With the approval of tofacitinib for the management of moderately-to-severely active UC, the available therapeutic options have increased, creating an issue with selection. Current evidence is insufficient to support preferential selection amongst the available therapeutic options and direct head-to-head comparison trials are necessary to address this issue.74
Tofacitinib is a valuable addition to the therapeutic armamentarium for managing UC. The OCTAVE trials have shown that tofacitinib is effective for the management of moderately-to-severely active UC with a good overall tolerance, although the potential risk of thromboembolism seen in the RA population needs further evaluation. Current recommendations issued by the ACG have positioned tofacitinib alongside the established biologic agents for both induction and maintenance of remission of moderate-to-severely active UC. Although tofacitinib possesses several favorable characteristics (e.g., oral administration, lack of immunogenicity, rapid action, and clearance), the exact place against more established biological therapies will become more evident as clinical experience with this novel agent improves.
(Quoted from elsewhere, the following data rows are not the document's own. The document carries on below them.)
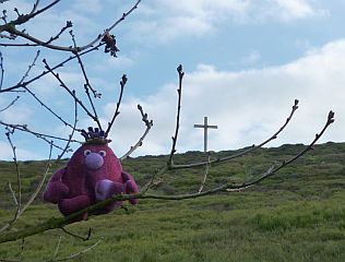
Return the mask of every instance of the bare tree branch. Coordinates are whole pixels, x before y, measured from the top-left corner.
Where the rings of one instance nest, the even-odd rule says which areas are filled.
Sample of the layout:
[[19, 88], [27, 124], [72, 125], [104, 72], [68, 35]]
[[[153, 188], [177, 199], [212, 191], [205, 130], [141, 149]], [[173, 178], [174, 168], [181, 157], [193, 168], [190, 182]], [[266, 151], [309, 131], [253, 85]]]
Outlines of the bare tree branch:
[[181, 99], [182, 99], [182, 80], [183, 80], [183, 68], [182, 64], [177, 67], [177, 72], [178, 72], [178, 76], [179, 76], [179, 86], [177, 90], [178, 93], [178, 102], [177, 102], [177, 116], [176, 116], [176, 129], [175, 129], [175, 135], [171, 138], [172, 139], [172, 145], [171, 145], [171, 152], [170, 152], [170, 156], [168, 159], [168, 167], [171, 167], [174, 165], [172, 162], [172, 157], [174, 154], [176, 153], [176, 143], [177, 143], [177, 136], [178, 136], [178, 131], [180, 128], [180, 111], [181, 111]]
[[[55, 5], [56, 3], [58, 3], [60, 0], [56, 0], [52, 3], [48, 4], [47, 7], [45, 7], [41, 10], [38, 10], [34, 13], [31, 14], [26, 14], [26, 15], [20, 15], [16, 20], [11, 21], [4, 25], [0, 25], [0, 33], [2, 32], [8, 32], [11, 35], [15, 35], [15, 36], [20, 36], [23, 37], [32, 43], [35, 43], [38, 46], [43, 46], [43, 47], [47, 47], [53, 50], [61, 50], [61, 51], [71, 51], [71, 52], [81, 52], [84, 51], [91, 47], [93, 47], [93, 45], [95, 45], [97, 41], [102, 40], [107, 34], [109, 34], [110, 31], [112, 31], [120, 22], [122, 22], [128, 15], [130, 15], [139, 5], [139, 3], [141, 2], [141, 0], [138, 0], [135, 2], [135, 4], [126, 13], [122, 14], [122, 16], [117, 20], [114, 24], [111, 24], [108, 28], [106, 28], [104, 31], [103, 34], [99, 34], [94, 40], [91, 40], [88, 44], [82, 46], [82, 47], [70, 47], [70, 46], [57, 46], [57, 45], [51, 45], [50, 40], [48, 41], [43, 41], [29, 34], [26, 34], [25, 32], [19, 31], [15, 28], [15, 25], [21, 25], [23, 23], [26, 23], [28, 20], [35, 17], [37, 14], [50, 9], [52, 5]], [[62, 31], [62, 29], [61, 29]], [[61, 33], [62, 34], [62, 33]], [[59, 36], [59, 34], [58, 34]], [[55, 38], [55, 37], [52, 37]], [[56, 38], [55, 38], [56, 39]], [[0, 45], [1, 46], [1, 45]]]
[[8, 106], [5, 106], [4, 108], [0, 109], [0, 112], [5, 111], [7, 109], [9, 109], [11, 106], [13, 106], [15, 104], [15, 102], [17, 102], [21, 97], [16, 96]]
[[114, 116], [112, 116], [112, 118], [111, 118], [111, 121], [108, 122], [108, 128], [107, 128], [107, 131], [106, 131], [106, 136], [108, 136], [108, 134], [109, 134], [109, 132], [110, 132], [110, 129], [111, 129], [111, 127], [112, 127], [112, 124], [114, 124], [115, 119], [116, 119], [117, 116], [120, 114], [120, 110], [119, 110], [119, 109], [120, 109], [120, 105], [121, 105], [121, 100], [122, 100], [122, 95], [123, 95], [123, 90], [124, 90], [124, 86], [126, 86], [126, 84], [127, 84], [127, 81], [128, 81], [127, 75], [123, 74], [123, 75], [122, 75], [122, 79], [121, 79], [121, 81], [120, 81], [120, 95], [119, 95], [119, 100], [118, 100], [118, 103], [116, 104], [116, 110], [115, 110], [115, 112], [114, 112]]
[[[197, 192], [197, 193], [191, 193], [191, 194], [177, 194], [177, 195], [153, 194], [153, 193], [147, 193], [147, 191], [145, 190], [145, 191], [138, 193], [138, 194], [114, 195], [105, 201], [90, 205], [90, 206], [87, 206], [83, 210], [80, 210], [73, 214], [70, 214], [66, 217], [50, 218], [49, 221], [47, 221], [40, 225], [27, 227], [27, 228], [24, 228], [23, 230], [20, 230], [20, 231], [11, 231], [8, 234], [0, 235], [0, 243], [14, 241], [14, 240], [22, 239], [22, 238], [25, 238], [28, 236], [33, 236], [33, 235], [36, 235], [36, 234], [39, 234], [39, 233], [43, 233], [46, 230], [63, 227], [66, 225], [73, 223], [74, 219], [76, 217], [79, 217], [80, 215], [82, 215], [84, 213], [92, 213], [93, 211], [96, 211], [98, 209], [107, 206], [110, 203], [114, 203], [116, 201], [126, 201], [126, 200], [130, 200], [130, 199], [185, 200], [185, 199], [201, 198], [204, 195], [214, 194], [214, 193], [222, 192], [222, 191], [234, 192], [234, 191], [238, 191], [238, 190], [243, 190], [246, 188], [249, 188], [253, 184], [257, 184], [257, 183], [261, 182], [262, 180], [273, 176], [275, 172], [281, 170], [283, 167], [292, 164], [297, 158], [301, 157], [304, 154], [306, 154], [308, 151], [310, 151], [312, 148], [312, 146], [317, 143], [317, 141], [322, 136], [324, 131], [329, 128], [329, 126], [333, 122], [334, 122], [334, 112], [330, 111], [330, 114], [328, 116], [328, 121], [324, 124], [324, 127], [322, 128], [321, 132], [316, 135], [314, 140], [304, 151], [301, 151], [300, 153], [298, 153], [296, 156], [292, 157], [290, 159], [283, 162], [281, 166], [269, 168], [266, 172], [259, 176], [259, 178], [257, 178], [254, 180], [251, 180], [251, 181], [248, 181], [245, 183], [239, 183], [239, 184], [233, 184], [231, 182], [226, 182], [219, 187], [210, 189], [207, 191], [202, 191], [202, 192]], [[167, 170], [167, 169], [165, 169], [165, 170]]]
[[[262, 142], [259, 145], [252, 145], [247, 150], [243, 150], [242, 152], [239, 152], [235, 155], [230, 155], [230, 156], [225, 156], [225, 157], [219, 157], [213, 160], [210, 160], [210, 164], [219, 164], [223, 162], [227, 162], [227, 160], [233, 160], [235, 158], [241, 157], [250, 152], [253, 152], [254, 150], [258, 150], [262, 146], [264, 146], [265, 144], [267, 144], [269, 142], [271, 142], [272, 140], [275, 140], [278, 138], [278, 134], [287, 127], [287, 124], [289, 123], [289, 121], [292, 120], [295, 111], [298, 109], [298, 99], [295, 99], [295, 104], [293, 106], [293, 109], [289, 114], [289, 116], [287, 117], [285, 123], [272, 135], [270, 136], [267, 140], [265, 140], [264, 142]], [[209, 165], [209, 162], [198, 162], [198, 163], [192, 163], [192, 164], [186, 164], [186, 165], [171, 165], [170, 169], [185, 169], [185, 168], [193, 168], [193, 167], [200, 167], [200, 166], [206, 166]]]
[[35, 67], [35, 63], [37, 61], [37, 58], [39, 57], [40, 51], [37, 50], [36, 56], [34, 58], [34, 61], [28, 66], [26, 72], [24, 73], [23, 78], [20, 80], [20, 82], [17, 83], [19, 85], [21, 85], [24, 80], [28, 76], [29, 71]]
[[[100, 44], [98, 44], [97, 46], [95, 46], [95, 47], [93, 47], [93, 48], [91, 48], [91, 49], [88, 49], [88, 50], [85, 50], [84, 52], [79, 53], [79, 56], [81, 57], [81, 56], [84, 56], [84, 55], [86, 55], [86, 53], [88, 53], [88, 52], [98, 50], [98, 48], [99, 48], [100, 46], [103, 46], [103, 45], [105, 45], [105, 44], [100, 43]], [[51, 67], [51, 70], [56, 70], [56, 69], [58, 69], [58, 68], [61, 68], [61, 67], [63, 67], [66, 63], [68, 63], [68, 62], [70, 62], [70, 61], [74, 60], [75, 58], [76, 58], [75, 55], [74, 55], [74, 56], [71, 56], [71, 57], [69, 57], [69, 58], [67, 58], [66, 60], [63, 60], [62, 62], [58, 63], [57, 66]], [[34, 76], [33, 79], [31, 79], [31, 80], [28, 80], [28, 81], [26, 81], [26, 82], [24, 82], [24, 83], [22, 83], [22, 84], [15, 84], [15, 85], [13, 85], [13, 86], [10, 86], [10, 87], [0, 90], [0, 93], [13, 92], [13, 91], [15, 91], [15, 90], [17, 90], [17, 88], [21, 88], [21, 87], [23, 87], [23, 86], [27, 86], [28, 84], [31, 84], [31, 83], [33, 83], [33, 82], [39, 80], [40, 78], [43, 78], [44, 75], [46, 75], [46, 74], [48, 74], [48, 73], [50, 73], [49, 70], [48, 70], [48, 71], [44, 71], [44, 72], [41, 72], [40, 74]]]
[[142, 116], [142, 121], [145, 123], [146, 129], [143, 133], [143, 135], [139, 139], [139, 141], [136, 142], [136, 144], [132, 145], [131, 148], [129, 150], [129, 152], [127, 152], [123, 156], [120, 157], [120, 160], [126, 159], [127, 157], [129, 157], [138, 147], [142, 146], [144, 139], [146, 138], [146, 135], [148, 134], [151, 128], [153, 127], [153, 120], [148, 120], [147, 118], [147, 114], [145, 114], [143, 111], [143, 108], [141, 105], [138, 105], [138, 109], [141, 112]]

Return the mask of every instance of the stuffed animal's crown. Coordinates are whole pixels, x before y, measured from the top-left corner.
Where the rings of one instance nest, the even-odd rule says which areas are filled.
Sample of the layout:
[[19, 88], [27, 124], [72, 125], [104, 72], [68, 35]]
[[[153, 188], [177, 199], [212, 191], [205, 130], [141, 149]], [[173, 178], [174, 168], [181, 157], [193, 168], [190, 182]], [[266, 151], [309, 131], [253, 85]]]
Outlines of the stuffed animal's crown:
[[87, 128], [87, 132], [83, 129], [81, 134], [85, 139], [85, 143], [87, 144], [107, 144], [111, 142], [111, 140], [107, 139], [107, 134], [105, 131], [98, 128]]

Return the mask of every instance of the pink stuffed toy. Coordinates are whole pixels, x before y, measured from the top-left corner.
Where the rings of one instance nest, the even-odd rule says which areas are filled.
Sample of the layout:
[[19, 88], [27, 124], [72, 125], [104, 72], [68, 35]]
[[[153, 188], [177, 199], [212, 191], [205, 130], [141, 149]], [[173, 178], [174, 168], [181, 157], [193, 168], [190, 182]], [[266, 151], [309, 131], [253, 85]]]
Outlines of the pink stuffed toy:
[[[105, 132], [82, 131], [86, 142], [76, 150], [66, 167], [57, 170], [44, 192], [44, 200], [58, 204], [67, 216], [114, 194], [138, 193], [133, 177], [122, 170], [120, 160], [108, 146]], [[136, 204], [136, 199], [131, 199]], [[115, 202], [93, 214], [104, 214], [122, 204]], [[81, 219], [86, 219], [87, 213]]]

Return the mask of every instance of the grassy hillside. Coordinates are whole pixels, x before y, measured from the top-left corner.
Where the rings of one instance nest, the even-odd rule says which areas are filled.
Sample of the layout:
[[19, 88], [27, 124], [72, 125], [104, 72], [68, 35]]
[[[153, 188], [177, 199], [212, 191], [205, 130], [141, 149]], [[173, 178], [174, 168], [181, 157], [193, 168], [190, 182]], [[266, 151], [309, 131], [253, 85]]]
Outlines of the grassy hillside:
[[[274, 160], [295, 155], [304, 145], [263, 148], [246, 157], [212, 166], [206, 188], [225, 180], [257, 176]], [[219, 152], [225, 156], [236, 152]], [[177, 155], [176, 163], [203, 159], [199, 152]], [[167, 156], [130, 158], [123, 168], [143, 186]], [[64, 162], [57, 164], [63, 165]], [[24, 195], [36, 186], [44, 162], [23, 162]], [[56, 167], [55, 167], [56, 168]], [[175, 194], [195, 192], [202, 168], [167, 172], [156, 191]], [[15, 188], [13, 164], [0, 162], [0, 222], [10, 218]], [[0, 260], [49, 261], [61, 237], [57, 259], [100, 243], [74, 261], [345, 261], [345, 144], [317, 145], [274, 177], [236, 193], [222, 193], [178, 202], [143, 200], [128, 211], [92, 217], [68, 227], [79, 235], [93, 228], [82, 241], [61, 230], [47, 231], [21, 241], [0, 245]], [[55, 205], [38, 199], [19, 228], [59, 216]], [[2, 223], [1, 223], [2, 224]], [[1, 225], [0, 224], [0, 225]]]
Dr Argyriou has received a grant from the Hellenic Society of Gastroenterology for post-doctoral research at Nottingham Digestive Diseases Centre (protocol number: 7406/20-12-2016). Dr Varyani has received speaker honoraria from Takeda Pharmaceuticals and has received educational support from Takeda and Abbvie. Dr Moran has received educational support from Abbvie, Janssen, NAPP, Takeda Pharmaceuticals, Merck Sharp & Dohme Ltd, Ferring, and Dr Falk. He has received speaker honoraria from Merck Sharp & Dohme Ltd, Abbvie, Janssen, Ferring and Takeda Pharmaceuticals. He attended advisory boards for Abbvie, Takeda Pharmaceuticals, Janssen, Medtronic, Phebra Pharmaceuticals, Servertus Associates Ltd and Dr Falk. The authors report no other conflicts of interest in this work.